Mark Kozelek What’s Next To The Moon.
As someone who sincerely believes that the absolute freaking peaking pinnacle of this ‘music’ thing we all like is AC/DC Powerage* how was I ever going to resist this LP? especially as it is named after my joint favourite Powerage track? especially as the other joint favourite is this LP’s opener? especially as I have come to worship the Red House Painter’s slow-e-motion charms? especially as the cover features moody shots of train tracks and cars**? especially as I wanted it from the moment I first read about it back in 2001? especially when it got released on LP for the first time as a limited edition of 1700 for RSD 2015?

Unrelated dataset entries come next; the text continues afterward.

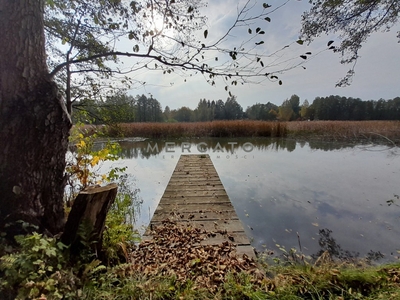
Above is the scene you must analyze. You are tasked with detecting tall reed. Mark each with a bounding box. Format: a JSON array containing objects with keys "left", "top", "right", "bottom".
[
  {"left": 287, "top": 120, "right": 400, "bottom": 143},
  {"left": 104, "top": 120, "right": 287, "bottom": 138}
]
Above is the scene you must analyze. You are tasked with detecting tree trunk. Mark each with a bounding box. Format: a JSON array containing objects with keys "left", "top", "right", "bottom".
[
  {"left": 61, "top": 184, "right": 118, "bottom": 255},
  {"left": 0, "top": 0, "right": 71, "bottom": 235}
]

No resistance at all from me.
What’s Next To The Moon is an excellent collection of solo acoustic Young/Young/Scott AC/DC covers. I know, I know what you’re thinking that by 2019 the surprising/inappropriate-slow-acoustic-acapella cover of a happy song is the absolute staple of TV show themes and marketing campaigns^^, way back in the year 2001 this was not the case. In Red House Painters Kozelek had already done the do on KISS’ ‘Shock Me’, so he had his ear tuned right for this kind of thang.
Kozelek picks 10 AC/DC album tracks for this LP, with a fairly even distribution weighted towards the mighty Powerage (which tops the table with 3) including the laudably obscure ‘You Ain’t Got A Hold On Me’ from the Aussie version of High Voltage. I like the way there are a few tracks I’d consider ‘lesser treasures’ here such as ‘If You Want Blood’ and ‘Love Hungry Man’ getting their day in the acoustic sun. Kozelek tweaks the lyrics ever so slightly from time to time and cuts back the repetition in the choruses a bit, necessarily.
Some tracks on What’s Next To The Moon work better than others, which is to be expected. Before I bang on about the title track at unnecessary length here are the best bits:
- Up To My Neck In You: a lovely chiming song full of yearning and plaintive love^*.
- Love Hungry Man: gorgeous melodies and gentle uncertainties abound.
- Bad Boy Boogie: some lovely picking and somewhat resigned rebellion.
- If You Want Blood: a tough-strumming acoustic act of defiance.
- Walk All Over You: it’s a tentative song about love and self-subjugation, not about aggressive sex at all, who knew?
For me, as well as the novelty of the idea, What’s Next To The Moon is all about, umm, ‘What’s Next To The Moon’; it does not disappoint. Kozelek reinterprets it as a faintly menacing percussive murder ballad, which is about right, although a couple of lyrics are tweaked. We’re right in Mark Lanegan’s bailiwick here. My particular favourite bit is where Kozelek goes all Bobby McFerrin on us and sings us a guitar solo.
Tied my baby to the railroad track
Train rolling down the line
Givin’ that woman just one more chance
To give it to me one more time
Engineer wishin’ he was home in bed
Dreamin’ about Casey Jones
Wide-eyed woman with a hole in her head
Crying over broken bones
‘What’s Next To The Moon’ does exactly what all the best covers do, they make us look at something we know and love in a different light, show us something new refracted through another’s gaze. No mean trick.
To a greater or lesser extent the same is true for the whole of What’s Next To The Moon. Mark Kozelek teases out a certain uncertainty from these songs and suggests that there may be something occasionally deeper underlying all the machismo on show, maybe even (whisper it!) feelings; whether there actually is or not, or whether his interpretations are more of a reflection of his own mental topography is another matter. The most Red House Painterly track here is ‘Love Hungry Man’ and Kozelek does indeed conjure soul from base material.
As much as I want him to follow this up with a second collection called Big Balls*^, a more instructive exercise might be to try and do the same with the Johnson era of AC/DC. I loved the man as the band’s singer but his, ahem, straight-forward lyrical style would not I suspect lend itself to such interpretation/extrapolation of vulnerability. Please feel free to contain your howls of derisive laughter when in 5 years I’m here wittering on about how Kozelek has managed to illuminate hitherto undreamed of depths of emotion in ‘Sink The Pink’ and the gentle torment that has always been an inherent quality for me in ‘Heatseeker’.
What’s Next To The Moon will do fine until then, a collection of covers that mostly embellish and elucidate the originals, in the way that covers should but so rarely do; mind you most covers LPs cannot boast a talent a quarter as talented as Mark Kozelek.
971 Down.
*and all human culture thus far.
**referencing the lyrics of said titular track^.
^lord, how I love the word ‘titular’, a word that can both make me giggle and feel wiser simultaneously.
^^how long until we have some daft bastard sad-crooning ‘Hell Bent For Leather’, or ‘Long Stick Goes Boom’ at us like he’s dawdling on the way to his father’s funeral as the theme tune for True Detective: 4 ?
^*and there was me thinking it was all a dodgy, pounding double entendre (repeat comment for every single track here).
*^good luck teasing gentle melodies and plaintive yearning out of that title track.